I'm looking for examples of monads that preserve equalizers, and an understanding of sufficient conditions that ensure this.
This is a situation where the advice given at the end of this answer fails to be helpful, since of course any monad on a poset preserves equalizers. Considering the first part of that answer, a related question would be:
- What conditions on a theory $\mathbb{T}$ ensure that the corresponding monad on $\mathbf{Set}$ preserves equalizers?
This turns out to be quite subtle. For example, the free group and free abelian group monad don't preserve the equalizer diagram, $$\emptyset \rightarrow \{0,1\}\rightrightarrows \{0,1\},$$ where the parallel morphisms are the two constant maps, since in the latter case the map $\mathbb{Z} \to \mathbb{Z}^2$ sending $n$ to $(n,-n)$ equalizes the corresponding maps $\mathbb{Z}^2 \rightrightarrows \mathbb{Z}^2$ but doesn't factor through the trivial group.
As Max pointed out in the comments, the same is not applicable to monoids, since we have no inverses and so the comparable equalizer in the above is actually preserved. Indeed, for the free monoid monad we have that a word $w$ is in the equalizer of two parallel maps $F(f),F(g):F(X) \rightrightarrows F(Y)$ if and only if each of its constituent letters is (since there is a unique expression for any word), and hence if and only if the word is contained in the free monoid on the equalizer of $f$ and $g$. That is, this monad does preserve equalizers. For the free commutative monoid monad, on the other hand, the equalizer of the identity map and the map $\{0,1\}\to \{0,1\}$ which exchanges the elements is not preserved, since the map $\mathbb{N} \to \mathbb{N}^2$ sending $x$ to $(x,x)$ is the equalizer there!
The covariant powerset monad $P: \mathbf{Set} \to \mathbf{Set}$ doesn't preserve equalizers (as I'd initially thought, thanks Max) since considering the functions $\pi_1,(1-\pi_1):\{0,1\}^2 \rightrightarrows \{0,1\}$ we have $P\pi_1(\{(0,0),(1,1)\}) = \{0,1\} = P(1-\pi_1)(\{(0,0),(1,1)\})$, and similarly for three other possible choices, so the equalizer of these functions is not $P(\emptyset)$. A question which would require more work to check is:
- Does the double powerset functor (obtained by iterating the contravariant powerset functor) preserve equalizers?
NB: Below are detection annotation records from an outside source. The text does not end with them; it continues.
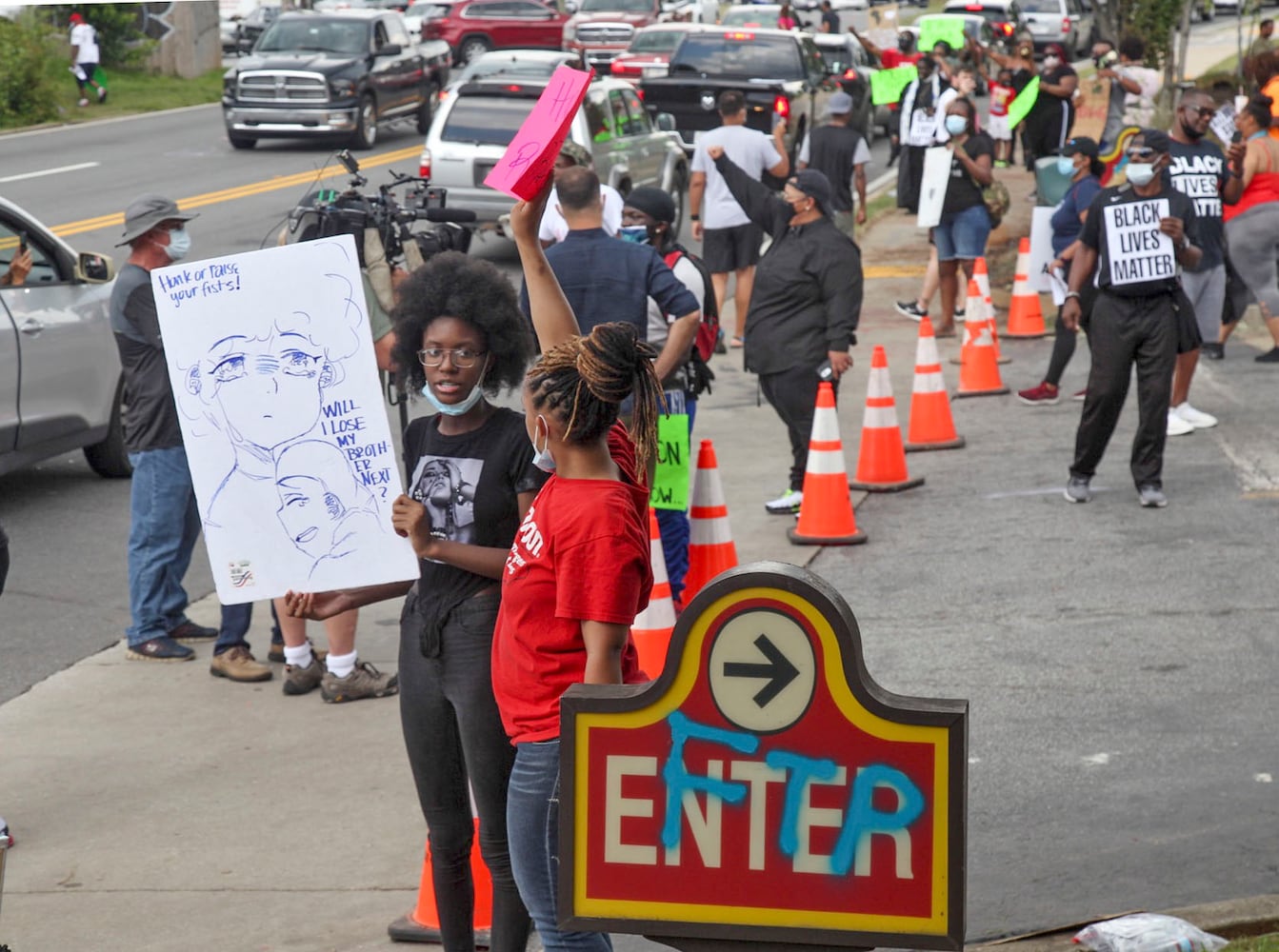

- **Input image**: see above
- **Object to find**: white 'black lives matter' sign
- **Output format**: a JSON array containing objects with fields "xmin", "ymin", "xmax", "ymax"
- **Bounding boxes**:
[{"xmin": 1104, "ymin": 198, "xmax": 1177, "ymax": 287}]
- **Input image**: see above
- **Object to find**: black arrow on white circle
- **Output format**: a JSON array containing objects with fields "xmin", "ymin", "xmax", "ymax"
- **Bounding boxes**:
[{"xmin": 724, "ymin": 635, "xmax": 799, "ymax": 708}]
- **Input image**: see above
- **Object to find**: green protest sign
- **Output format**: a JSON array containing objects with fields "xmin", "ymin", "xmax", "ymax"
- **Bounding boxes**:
[
  {"xmin": 649, "ymin": 413, "xmax": 690, "ymax": 511},
  {"xmin": 871, "ymin": 67, "xmax": 920, "ymax": 106},
  {"xmin": 1008, "ymin": 77, "xmax": 1039, "ymax": 129},
  {"xmin": 918, "ymin": 15, "xmax": 966, "ymax": 53}
]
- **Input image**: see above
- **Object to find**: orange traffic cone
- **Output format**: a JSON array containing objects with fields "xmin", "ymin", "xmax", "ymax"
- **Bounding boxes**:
[
  {"xmin": 849, "ymin": 347, "xmax": 924, "ymax": 492},
  {"xmin": 955, "ymin": 280, "xmax": 1008, "ymax": 397},
  {"xmin": 906, "ymin": 317, "xmax": 965, "ymax": 452},
  {"xmin": 630, "ymin": 508, "xmax": 675, "ymax": 680},
  {"xmin": 787, "ymin": 375, "xmax": 869, "ymax": 545},
  {"xmin": 683, "ymin": 440, "xmax": 737, "ymax": 605},
  {"xmin": 1008, "ymin": 238, "xmax": 1048, "ymax": 337},
  {"xmin": 387, "ymin": 819, "xmax": 492, "ymax": 948}
]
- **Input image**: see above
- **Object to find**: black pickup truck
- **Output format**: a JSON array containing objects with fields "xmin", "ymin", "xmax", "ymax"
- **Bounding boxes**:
[
  {"xmin": 641, "ymin": 27, "xmax": 839, "ymax": 160},
  {"xmin": 223, "ymin": 9, "xmax": 451, "ymax": 149}
]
Background: I've been studying the article "Cartesian Monads on Toposes" by Peter Johnstone where he studies monads on toposes preserving all finite limits, and finds that there really aren't very many (on $\mathbf{Set}$, they are in correspondence with strongly zero-dimensional locales, which is to say locales in which every open cover can be refined to a pairwise disjoint one, a very restrictive condition), so one motivation is to understand how much is gained by relaxing the conditions on the monad.
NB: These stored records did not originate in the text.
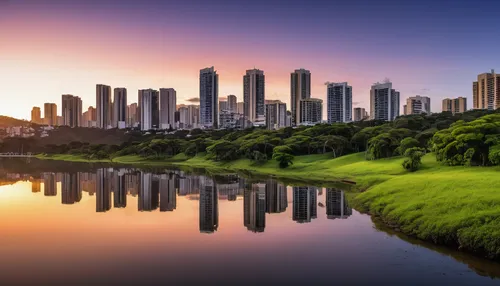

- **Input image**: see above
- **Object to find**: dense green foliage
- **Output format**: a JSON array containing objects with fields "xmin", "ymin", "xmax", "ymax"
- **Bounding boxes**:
[{"xmin": 35, "ymin": 110, "xmax": 500, "ymax": 166}]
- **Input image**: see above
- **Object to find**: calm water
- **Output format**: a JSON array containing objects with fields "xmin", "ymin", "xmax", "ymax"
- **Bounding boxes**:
[{"xmin": 0, "ymin": 162, "xmax": 500, "ymax": 285}]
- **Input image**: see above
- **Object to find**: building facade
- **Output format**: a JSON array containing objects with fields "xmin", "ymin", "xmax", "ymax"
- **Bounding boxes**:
[
  {"xmin": 31, "ymin": 106, "xmax": 42, "ymax": 124},
  {"xmin": 403, "ymin": 95, "xmax": 431, "ymax": 115},
  {"xmin": 43, "ymin": 103, "xmax": 57, "ymax": 126},
  {"xmin": 96, "ymin": 84, "xmax": 112, "ymax": 129},
  {"xmin": 243, "ymin": 69, "xmax": 265, "ymax": 125},
  {"xmin": 113, "ymin": 87, "xmax": 127, "ymax": 129},
  {"xmin": 370, "ymin": 82, "xmax": 399, "ymax": 121},
  {"xmin": 326, "ymin": 82, "xmax": 352, "ymax": 123},
  {"xmin": 266, "ymin": 100, "xmax": 287, "ymax": 130},
  {"xmin": 160, "ymin": 88, "xmax": 177, "ymax": 129},
  {"xmin": 472, "ymin": 70, "xmax": 500, "ymax": 110},
  {"xmin": 443, "ymin": 97, "xmax": 467, "ymax": 114},
  {"xmin": 299, "ymin": 98, "xmax": 323, "ymax": 125},
  {"xmin": 290, "ymin": 69, "xmax": 311, "ymax": 125},
  {"xmin": 139, "ymin": 89, "xmax": 160, "ymax": 131},
  {"xmin": 200, "ymin": 67, "xmax": 219, "ymax": 129}
]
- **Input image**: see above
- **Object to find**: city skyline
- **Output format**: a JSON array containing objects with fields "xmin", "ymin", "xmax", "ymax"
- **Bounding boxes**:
[{"xmin": 0, "ymin": 0, "xmax": 496, "ymax": 119}]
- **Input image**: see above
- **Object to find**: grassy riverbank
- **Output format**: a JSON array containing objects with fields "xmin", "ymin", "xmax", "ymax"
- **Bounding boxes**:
[{"xmin": 35, "ymin": 153, "xmax": 500, "ymax": 259}]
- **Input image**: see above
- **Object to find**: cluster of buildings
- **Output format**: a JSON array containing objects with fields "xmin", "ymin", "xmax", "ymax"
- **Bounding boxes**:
[
  {"xmin": 24, "ymin": 168, "xmax": 352, "ymax": 233},
  {"xmin": 31, "ymin": 67, "xmax": 500, "ymax": 131}
]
Turning my earlier comment into an answer, every Cartesian monad preserves equalizers, in the sense of a monad on a Cartesian category whose functor part preserves pullbacks and whose naturality squares induced by the multiplication and unit are all pullbacks.
There are several examples of Cartesian monads on the nLab page, and there is a beautiful characterization due to Carboni and Johnstone of the Cartesian monads arising from algebraic theories: the appropriate theories are the strongly regular ones, those which can be axiomatized using equations in which the same variables appear in the same order on both sides. So associativity is OK, but commutativity and inverses are not, recovering precisely the examples discussed by you and Max.
The reason every Cartesian monad preserves equalizers is simply that any pullback-preserving functor $F:A\to B$ whose domain admits a terminal object preserves all finite connected limits, including equalizers. The argument is that the canonical lift of $F$ to a functor $\hat F:A\to B\downarrow F(1)$ preserves the terminal object (by construction) and pullbacks (because $F$ does), so preserves equalizers; but the forgetful functor $B\downarrow F(1)\to B$ preserves equalizers, so $F$ does as well.